What I have to remind myself is although I lived to be there for my children I learned to take care of myself along the way.  And now, I just want to be. 

I just want TO BE for a little bit.  

I'm tired.  I am an introvert and I pushed through to do all kinds of things in the last 22 years as a stay at home mom.  Did I ever want to be in charge of a group of children?  Never.  I liked the idea of it but it was not in my wheelhouse.  But I did that many times. I even created ways to do it, to have opportunities for my children. 

I need to reset.  I need to give myself some time and space to lean into the new normal.  

George and I are adjusting to this new normal as well.  I believe we still like each other!  We were eased into being alone together again as Mallory was always gone. 

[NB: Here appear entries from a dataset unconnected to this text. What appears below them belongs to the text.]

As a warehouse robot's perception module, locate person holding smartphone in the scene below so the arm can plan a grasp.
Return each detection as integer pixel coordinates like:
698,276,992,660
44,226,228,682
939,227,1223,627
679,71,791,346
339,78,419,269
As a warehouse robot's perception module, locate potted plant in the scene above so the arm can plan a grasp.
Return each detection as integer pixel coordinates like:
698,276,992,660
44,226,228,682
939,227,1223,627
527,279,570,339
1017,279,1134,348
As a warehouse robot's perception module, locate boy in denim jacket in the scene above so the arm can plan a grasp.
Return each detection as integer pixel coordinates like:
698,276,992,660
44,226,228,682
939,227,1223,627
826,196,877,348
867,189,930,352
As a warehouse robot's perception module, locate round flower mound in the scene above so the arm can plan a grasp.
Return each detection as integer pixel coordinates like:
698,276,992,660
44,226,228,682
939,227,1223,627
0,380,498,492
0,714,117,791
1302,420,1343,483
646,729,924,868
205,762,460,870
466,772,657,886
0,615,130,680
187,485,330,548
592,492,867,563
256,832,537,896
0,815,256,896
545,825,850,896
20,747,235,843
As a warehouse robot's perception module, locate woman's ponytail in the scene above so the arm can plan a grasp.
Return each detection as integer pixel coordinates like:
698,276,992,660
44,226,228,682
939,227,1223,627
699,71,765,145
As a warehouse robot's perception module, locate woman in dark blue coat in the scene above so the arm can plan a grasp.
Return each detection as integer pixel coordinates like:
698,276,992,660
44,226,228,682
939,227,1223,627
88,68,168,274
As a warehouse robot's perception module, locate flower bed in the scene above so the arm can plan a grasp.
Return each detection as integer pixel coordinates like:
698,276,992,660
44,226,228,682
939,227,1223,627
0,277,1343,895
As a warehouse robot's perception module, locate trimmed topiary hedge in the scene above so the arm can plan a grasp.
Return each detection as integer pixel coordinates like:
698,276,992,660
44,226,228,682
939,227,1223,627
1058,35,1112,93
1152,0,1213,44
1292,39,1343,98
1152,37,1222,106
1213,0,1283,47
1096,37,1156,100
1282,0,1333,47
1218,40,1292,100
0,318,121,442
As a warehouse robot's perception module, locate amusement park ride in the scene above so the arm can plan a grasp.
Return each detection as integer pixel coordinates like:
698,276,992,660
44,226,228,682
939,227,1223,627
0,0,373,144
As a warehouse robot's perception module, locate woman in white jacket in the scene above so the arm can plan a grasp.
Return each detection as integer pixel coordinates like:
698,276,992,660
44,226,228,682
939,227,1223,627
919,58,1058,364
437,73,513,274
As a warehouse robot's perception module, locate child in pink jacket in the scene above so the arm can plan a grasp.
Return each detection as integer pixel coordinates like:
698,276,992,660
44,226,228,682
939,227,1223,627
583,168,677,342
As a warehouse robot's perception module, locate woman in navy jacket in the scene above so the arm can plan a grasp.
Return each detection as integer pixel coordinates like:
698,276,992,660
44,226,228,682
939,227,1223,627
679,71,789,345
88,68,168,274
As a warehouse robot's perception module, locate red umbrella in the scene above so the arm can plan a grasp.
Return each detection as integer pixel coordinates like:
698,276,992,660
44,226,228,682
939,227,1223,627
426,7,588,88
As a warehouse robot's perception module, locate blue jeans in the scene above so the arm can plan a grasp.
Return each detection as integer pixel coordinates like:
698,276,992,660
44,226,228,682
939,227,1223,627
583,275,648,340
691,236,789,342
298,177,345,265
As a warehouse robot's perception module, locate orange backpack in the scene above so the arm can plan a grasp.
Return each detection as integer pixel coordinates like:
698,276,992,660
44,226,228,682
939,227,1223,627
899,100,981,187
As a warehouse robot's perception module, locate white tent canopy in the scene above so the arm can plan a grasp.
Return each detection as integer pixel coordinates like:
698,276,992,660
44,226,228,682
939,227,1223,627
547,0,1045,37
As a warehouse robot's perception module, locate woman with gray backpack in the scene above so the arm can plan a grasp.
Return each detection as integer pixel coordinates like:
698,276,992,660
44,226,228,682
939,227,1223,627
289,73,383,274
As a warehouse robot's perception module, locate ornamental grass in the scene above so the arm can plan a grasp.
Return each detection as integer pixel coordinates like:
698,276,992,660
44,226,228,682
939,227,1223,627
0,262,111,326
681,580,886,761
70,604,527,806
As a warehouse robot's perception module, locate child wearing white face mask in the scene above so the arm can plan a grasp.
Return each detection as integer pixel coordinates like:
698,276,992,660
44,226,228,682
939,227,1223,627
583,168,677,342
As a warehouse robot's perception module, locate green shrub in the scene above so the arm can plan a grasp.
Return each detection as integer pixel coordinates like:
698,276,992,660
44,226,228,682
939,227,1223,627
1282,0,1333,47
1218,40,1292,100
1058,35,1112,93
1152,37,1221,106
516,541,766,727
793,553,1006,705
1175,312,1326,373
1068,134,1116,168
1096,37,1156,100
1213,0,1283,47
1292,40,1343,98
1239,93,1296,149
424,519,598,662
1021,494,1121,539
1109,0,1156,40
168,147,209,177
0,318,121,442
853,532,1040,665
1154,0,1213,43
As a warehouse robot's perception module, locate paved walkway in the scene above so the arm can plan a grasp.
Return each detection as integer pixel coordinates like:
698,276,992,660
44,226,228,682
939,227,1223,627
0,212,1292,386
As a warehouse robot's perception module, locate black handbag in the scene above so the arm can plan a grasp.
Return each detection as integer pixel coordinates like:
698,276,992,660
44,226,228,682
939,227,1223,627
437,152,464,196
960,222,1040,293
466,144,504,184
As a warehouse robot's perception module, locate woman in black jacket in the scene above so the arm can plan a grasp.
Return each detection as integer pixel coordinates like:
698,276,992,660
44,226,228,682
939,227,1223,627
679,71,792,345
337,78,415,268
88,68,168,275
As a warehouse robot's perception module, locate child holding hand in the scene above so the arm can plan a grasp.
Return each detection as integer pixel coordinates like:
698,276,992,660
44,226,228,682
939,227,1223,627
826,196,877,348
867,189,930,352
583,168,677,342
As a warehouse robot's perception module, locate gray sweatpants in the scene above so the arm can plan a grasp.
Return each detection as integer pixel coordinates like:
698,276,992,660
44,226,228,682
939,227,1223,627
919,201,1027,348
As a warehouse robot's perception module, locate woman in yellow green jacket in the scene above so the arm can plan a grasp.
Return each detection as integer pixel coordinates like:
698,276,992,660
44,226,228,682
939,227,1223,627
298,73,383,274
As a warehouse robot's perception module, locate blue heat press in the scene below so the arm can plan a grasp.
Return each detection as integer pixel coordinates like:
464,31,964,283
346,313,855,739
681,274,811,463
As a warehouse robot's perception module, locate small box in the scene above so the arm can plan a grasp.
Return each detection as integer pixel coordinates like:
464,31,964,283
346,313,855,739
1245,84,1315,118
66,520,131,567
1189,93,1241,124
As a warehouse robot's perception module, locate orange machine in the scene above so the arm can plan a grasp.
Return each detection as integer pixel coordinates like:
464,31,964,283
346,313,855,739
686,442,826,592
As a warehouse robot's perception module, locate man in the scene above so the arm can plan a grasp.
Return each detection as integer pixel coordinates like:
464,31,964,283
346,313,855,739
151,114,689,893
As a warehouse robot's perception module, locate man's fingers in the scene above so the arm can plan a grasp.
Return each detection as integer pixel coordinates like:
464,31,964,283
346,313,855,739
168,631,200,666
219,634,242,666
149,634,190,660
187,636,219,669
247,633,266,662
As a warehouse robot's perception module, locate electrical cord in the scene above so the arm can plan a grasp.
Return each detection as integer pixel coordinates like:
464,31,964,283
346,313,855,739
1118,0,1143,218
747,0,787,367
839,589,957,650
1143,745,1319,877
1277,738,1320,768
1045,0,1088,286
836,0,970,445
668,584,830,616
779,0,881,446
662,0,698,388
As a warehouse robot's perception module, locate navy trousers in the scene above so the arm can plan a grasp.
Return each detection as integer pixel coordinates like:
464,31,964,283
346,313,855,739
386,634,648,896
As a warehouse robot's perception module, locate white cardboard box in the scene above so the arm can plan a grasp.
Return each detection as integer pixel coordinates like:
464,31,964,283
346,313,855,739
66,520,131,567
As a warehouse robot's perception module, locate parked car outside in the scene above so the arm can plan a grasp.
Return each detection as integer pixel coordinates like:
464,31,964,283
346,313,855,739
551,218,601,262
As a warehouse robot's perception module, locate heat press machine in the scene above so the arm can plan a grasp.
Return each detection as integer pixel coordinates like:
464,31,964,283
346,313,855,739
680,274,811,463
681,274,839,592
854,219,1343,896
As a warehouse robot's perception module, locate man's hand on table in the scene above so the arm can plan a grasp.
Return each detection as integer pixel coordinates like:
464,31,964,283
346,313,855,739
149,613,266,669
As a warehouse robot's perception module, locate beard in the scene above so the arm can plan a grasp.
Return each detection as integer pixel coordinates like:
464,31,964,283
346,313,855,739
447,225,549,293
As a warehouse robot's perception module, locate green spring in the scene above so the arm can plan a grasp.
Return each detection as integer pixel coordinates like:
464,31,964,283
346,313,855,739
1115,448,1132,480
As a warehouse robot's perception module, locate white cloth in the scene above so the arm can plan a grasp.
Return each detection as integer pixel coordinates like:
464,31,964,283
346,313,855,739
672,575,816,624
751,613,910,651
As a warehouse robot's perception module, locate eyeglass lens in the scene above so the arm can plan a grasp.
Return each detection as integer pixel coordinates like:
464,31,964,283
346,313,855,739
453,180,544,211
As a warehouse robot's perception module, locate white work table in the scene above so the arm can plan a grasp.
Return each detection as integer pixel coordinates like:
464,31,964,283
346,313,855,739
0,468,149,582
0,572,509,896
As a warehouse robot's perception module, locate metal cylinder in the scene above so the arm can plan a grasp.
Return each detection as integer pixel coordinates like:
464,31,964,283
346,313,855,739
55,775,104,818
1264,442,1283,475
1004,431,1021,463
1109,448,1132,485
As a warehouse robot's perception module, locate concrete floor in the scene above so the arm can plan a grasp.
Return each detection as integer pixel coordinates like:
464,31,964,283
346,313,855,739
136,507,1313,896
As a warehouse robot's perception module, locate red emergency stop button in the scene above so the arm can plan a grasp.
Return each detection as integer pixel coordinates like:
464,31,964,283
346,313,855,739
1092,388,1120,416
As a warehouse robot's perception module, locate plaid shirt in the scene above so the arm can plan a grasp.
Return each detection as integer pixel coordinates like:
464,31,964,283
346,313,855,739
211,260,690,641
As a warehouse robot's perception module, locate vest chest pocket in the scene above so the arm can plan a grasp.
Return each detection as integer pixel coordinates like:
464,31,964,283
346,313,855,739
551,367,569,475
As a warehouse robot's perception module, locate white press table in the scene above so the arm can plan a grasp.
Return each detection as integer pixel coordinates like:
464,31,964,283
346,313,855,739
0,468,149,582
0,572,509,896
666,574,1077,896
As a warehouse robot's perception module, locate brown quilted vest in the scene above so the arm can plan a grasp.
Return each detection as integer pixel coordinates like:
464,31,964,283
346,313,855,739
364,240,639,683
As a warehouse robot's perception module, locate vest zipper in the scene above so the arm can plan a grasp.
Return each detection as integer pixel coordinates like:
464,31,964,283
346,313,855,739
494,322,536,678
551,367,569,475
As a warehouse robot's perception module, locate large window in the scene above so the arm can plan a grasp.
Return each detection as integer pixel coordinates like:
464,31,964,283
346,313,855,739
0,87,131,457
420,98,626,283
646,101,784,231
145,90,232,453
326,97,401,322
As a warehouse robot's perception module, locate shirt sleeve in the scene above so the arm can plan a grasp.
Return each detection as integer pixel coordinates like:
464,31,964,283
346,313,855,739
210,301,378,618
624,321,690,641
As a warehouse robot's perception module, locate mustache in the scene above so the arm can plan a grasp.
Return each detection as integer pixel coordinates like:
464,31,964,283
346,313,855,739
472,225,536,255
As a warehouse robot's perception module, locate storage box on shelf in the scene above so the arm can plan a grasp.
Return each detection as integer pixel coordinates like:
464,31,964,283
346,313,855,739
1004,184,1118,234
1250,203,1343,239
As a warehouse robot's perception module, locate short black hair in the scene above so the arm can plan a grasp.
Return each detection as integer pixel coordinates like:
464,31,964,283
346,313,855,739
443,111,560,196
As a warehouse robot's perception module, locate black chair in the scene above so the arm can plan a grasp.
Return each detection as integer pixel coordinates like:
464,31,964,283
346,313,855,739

My children still need me in different ways.  The first two weeks of school, I talked to my youngest more than I did all summer.   They are both making their way and I'm so proud of who they are, how emotionally attuned they are and their drive.  I was so scared of everything at their age, but I have learned so much about myself and healed that I hope that I can pass on the wisdom I have obtained and still gaining.

Ready or not, here is the empty nest. It's a new chapter.  I can go slow, rest, and take time to process to lean into the next steps.  I know I very much need to trust my divinely given instincts that are telling me this is what I need now.